When we get to the end of the block, Sato and me sit on the hood of a rusty green convertible with the headlights busted out and all four tires missing.
“Looks like your momma’s ride,” Sato says, pushing me.
“Least she got one,” I say, taking my hair and pushing it out my face. “Your momma’s walking, ain’t she? Or is that her I see over there thumbing a ride?”
Sato looks across the street, then slaps me five. “You got me,” he says, moving closer. When he turns around and looks at the mess in the car we’re sitting on, I lean over, close my eyes, and sniff his cologne.
“Somebody’s living in here,” he says, pointing to the chicken bones, hamburger buns smeared with mustard, and bags of newspaper and cans.
He’s right. This here’s somebody’s house.
“How they stay dry?” he says. “Ain’t no windows or roof.”
He’s looking at me, like I should know just ’cause me and Momma used to be homeless too. “Why you asking me?” I say, as nasty as I can.
“I . . . well . . . sorry,” Sato says, playing with the baby hair over his lip.
I never talk about the times when me and Momma lived out on the street. I don’t like remembering those days. But I tell Sato that the people who live here probably hang out in the stores during the day, to keep cool. Sleep in the car late at night—not in the homeless shelters or on the street. You can get hurt there.
Sato is looking at me like he feels sorry for me. I stare down at my feet and chew on my lip.
“I saw your dad . . . on the corner downtown,” he says, shoving his hands down in his pockets. “He ain’t recognize me, though.”

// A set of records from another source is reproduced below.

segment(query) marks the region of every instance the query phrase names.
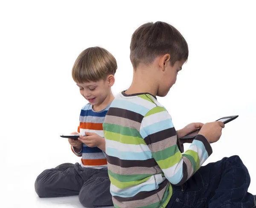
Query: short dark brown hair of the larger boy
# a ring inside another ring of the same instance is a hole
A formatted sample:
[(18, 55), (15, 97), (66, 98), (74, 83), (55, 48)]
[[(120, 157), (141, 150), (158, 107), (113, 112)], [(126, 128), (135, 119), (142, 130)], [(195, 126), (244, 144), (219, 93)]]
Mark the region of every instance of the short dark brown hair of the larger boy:
[(139, 63), (151, 64), (163, 54), (170, 54), (172, 66), (176, 61), (186, 61), (188, 44), (180, 32), (164, 22), (145, 23), (131, 37), (130, 59), (134, 69)]

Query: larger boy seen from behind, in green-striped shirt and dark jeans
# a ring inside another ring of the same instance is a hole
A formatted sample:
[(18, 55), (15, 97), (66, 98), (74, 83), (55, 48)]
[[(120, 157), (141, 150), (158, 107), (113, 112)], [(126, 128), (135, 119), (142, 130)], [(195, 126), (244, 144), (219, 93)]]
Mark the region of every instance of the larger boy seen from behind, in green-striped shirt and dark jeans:
[[(132, 35), (130, 49), (133, 81), (113, 100), (103, 123), (115, 208), (252, 208), (250, 176), (238, 156), (201, 167), (224, 123), (191, 123), (176, 131), (157, 101), (188, 59), (180, 32), (168, 23), (146, 23)], [(181, 154), (179, 138), (199, 128)]]

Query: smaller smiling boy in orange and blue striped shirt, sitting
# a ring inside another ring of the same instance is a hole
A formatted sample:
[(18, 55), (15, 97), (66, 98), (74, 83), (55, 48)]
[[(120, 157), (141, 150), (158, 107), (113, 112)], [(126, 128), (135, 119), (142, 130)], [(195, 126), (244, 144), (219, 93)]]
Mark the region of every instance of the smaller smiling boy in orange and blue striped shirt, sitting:
[(102, 123), (114, 99), (111, 86), (116, 69), (116, 59), (104, 48), (87, 48), (76, 59), (72, 77), (89, 103), (81, 109), (78, 133), (71, 133), (80, 138), (68, 141), (81, 163), (64, 163), (43, 171), (35, 181), (39, 197), (79, 195), (88, 208), (113, 205)]

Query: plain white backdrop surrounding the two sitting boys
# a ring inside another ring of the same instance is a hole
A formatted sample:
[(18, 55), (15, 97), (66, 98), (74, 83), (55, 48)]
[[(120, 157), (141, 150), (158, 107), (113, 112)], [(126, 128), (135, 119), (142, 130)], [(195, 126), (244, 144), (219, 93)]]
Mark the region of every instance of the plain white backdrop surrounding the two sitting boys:
[[(93, 3), (92, 3), (93, 2)], [(5, 208), (81, 207), (77, 198), (38, 199), (34, 181), (46, 168), (77, 162), (67, 140), (86, 101), (71, 69), (91, 46), (118, 63), (113, 93), (131, 83), (129, 44), (148, 21), (175, 26), (189, 45), (177, 83), (159, 101), (175, 128), (239, 115), (212, 145), (207, 160), (237, 154), (256, 194), (256, 31), (253, 1), (1, 1), (0, 205)], [(67, 198), (67, 197), (66, 197)]]

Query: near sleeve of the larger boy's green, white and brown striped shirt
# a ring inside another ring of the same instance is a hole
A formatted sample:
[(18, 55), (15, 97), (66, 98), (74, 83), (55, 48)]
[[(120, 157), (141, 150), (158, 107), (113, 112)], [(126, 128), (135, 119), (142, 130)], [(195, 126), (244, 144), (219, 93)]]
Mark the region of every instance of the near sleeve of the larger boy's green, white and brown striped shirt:
[(140, 134), (165, 177), (174, 185), (186, 182), (212, 154), (202, 135), (196, 136), (189, 149), (181, 154), (172, 118), (163, 107), (155, 107), (145, 115)]

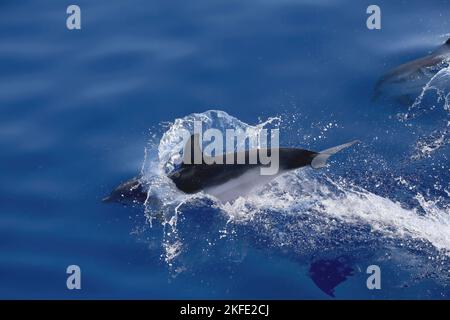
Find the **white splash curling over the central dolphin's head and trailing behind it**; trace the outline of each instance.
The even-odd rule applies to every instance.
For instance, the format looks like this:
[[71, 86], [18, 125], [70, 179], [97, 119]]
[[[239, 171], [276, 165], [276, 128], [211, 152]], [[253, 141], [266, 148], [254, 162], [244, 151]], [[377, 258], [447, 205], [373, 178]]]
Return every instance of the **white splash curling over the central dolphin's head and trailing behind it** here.
[[[205, 127], [243, 129], [250, 133], [280, 121], [278, 117], [270, 118], [251, 126], [223, 111], [207, 111], [175, 120], [163, 134], [158, 145], [159, 159], [149, 160], [147, 157], [144, 178], [149, 186], [146, 214], [150, 221], [157, 219], [165, 226], [165, 260], [169, 264], [184, 250], [183, 239], [178, 235], [178, 219], [185, 208], [195, 207], [199, 203], [208, 206], [212, 212], [221, 212], [228, 225], [248, 226], [264, 232], [272, 239], [273, 246], [298, 247], [301, 236], [305, 237], [302, 239], [303, 246], [320, 246], [320, 239], [336, 237], [333, 232], [344, 225], [349, 230], [346, 235], [349, 241], [356, 232], [359, 232], [359, 238], [376, 233], [402, 243], [412, 239], [431, 244], [436, 250], [450, 255], [448, 201], [438, 205], [436, 201], [426, 200], [417, 193], [414, 200], [418, 206], [411, 209], [348, 181], [333, 181], [326, 170], [299, 169], [287, 173], [232, 203], [216, 202], [203, 193], [193, 196], [181, 193], [166, 177], [167, 163], [174, 161], [183, 148], [177, 131], [181, 128], [192, 129], [193, 121], [199, 119], [204, 121]], [[401, 183], [399, 186], [408, 187]], [[283, 222], [281, 226], [275, 224], [274, 219], [280, 217], [289, 219], [289, 222]], [[317, 220], [314, 223], [305, 222], [314, 219]], [[371, 232], [364, 235], [355, 229], [355, 234], [352, 234], [351, 228], [360, 226], [368, 226]], [[217, 233], [218, 239], [226, 234], [223, 230]], [[320, 241], [315, 241], [317, 239]], [[325, 248], [315, 249], [320, 251]]]

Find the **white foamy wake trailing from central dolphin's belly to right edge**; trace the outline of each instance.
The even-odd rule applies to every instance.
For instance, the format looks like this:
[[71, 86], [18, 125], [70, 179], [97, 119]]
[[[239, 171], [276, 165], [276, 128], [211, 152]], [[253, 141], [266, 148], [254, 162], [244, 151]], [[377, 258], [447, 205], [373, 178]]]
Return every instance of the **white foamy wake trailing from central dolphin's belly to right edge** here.
[[[324, 221], [352, 225], [366, 224], [373, 232], [395, 239], [415, 239], [431, 243], [450, 255], [450, 207], [439, 208], [433, 201], [416, 195], [419, 208], [406, 209], [401, 203], [383, 198], [345, 182], [321, 179], [309, 170], [288, 173], [264, 190], [221, 208], [232, 221], [252, 221], [265, 210], [282, 215], [321, 215]], [[323, 225], [325, 232], [332, 225]]]

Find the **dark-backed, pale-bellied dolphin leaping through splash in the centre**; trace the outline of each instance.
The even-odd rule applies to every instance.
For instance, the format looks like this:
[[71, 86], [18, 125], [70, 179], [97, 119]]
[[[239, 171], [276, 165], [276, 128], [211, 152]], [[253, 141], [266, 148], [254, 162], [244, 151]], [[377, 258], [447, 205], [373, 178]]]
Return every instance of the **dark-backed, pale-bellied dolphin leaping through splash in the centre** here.
[[[273, 175], [261, 175], [260, 155], [262, 151], [267, 153], [275, 149], [252, 149], [246, 151], [234, 152], [232, 154], [222, 154], [216, 157], [208, 157], [203, 154], [203, 160], [200, 164], [193, 164], [188, 161], [187, 155], [193, 156], [196, 152], [201, 152], [199, 135], [192, 135], [187, 141], [183, 155], [184, 159], [179, 168], [168, 174], [168, 177], [174, 182], [176, 187], [188, 194], [200, 191], [212, 195], [221, 202], [229, 202], [240, 196], [245, 196], [255, 188], [262, 186], [277, 176], [288, 171], [292, 171], [307, 165], [314, 169], [326, 166], [326, 162], [333, 154], [350, 147], [358, 142], [351, 141], [321, 152], [309, 151], [299, 148], [277, 148], [279, 154], [279, 170]], [[226, 159], [233, 157], [234, 164], [227, 164]], [[238, 164], [236, 159], [245, 157], [245, 164]], [[256, 157], [256, 158], [252, 158]], [[207, 159], [207, 160], [205, 160]], [[249, 159], [258, 159], [256, 164], [250, 164]], [[222, 161], [219, 161], [222, 160]], [[144, 202], [147, 197], [144, 183], [140, 178], [133, 178], [119, 185], [110, 196], [103, 201], [124, 202], [133, 200]]]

I don’t want to look at Sato or hear him say something smart about my father, so I start walking. Taking giant steps so he can’t keep up. But his legs are twice as long as mine and, ten steps later, he’s walking right alongside me. Not talking. Not mouthing off, just walking so close that every once in a while his sweaty arm touches mine. When it do, I get cool all over and chill bumps pop up on my arms.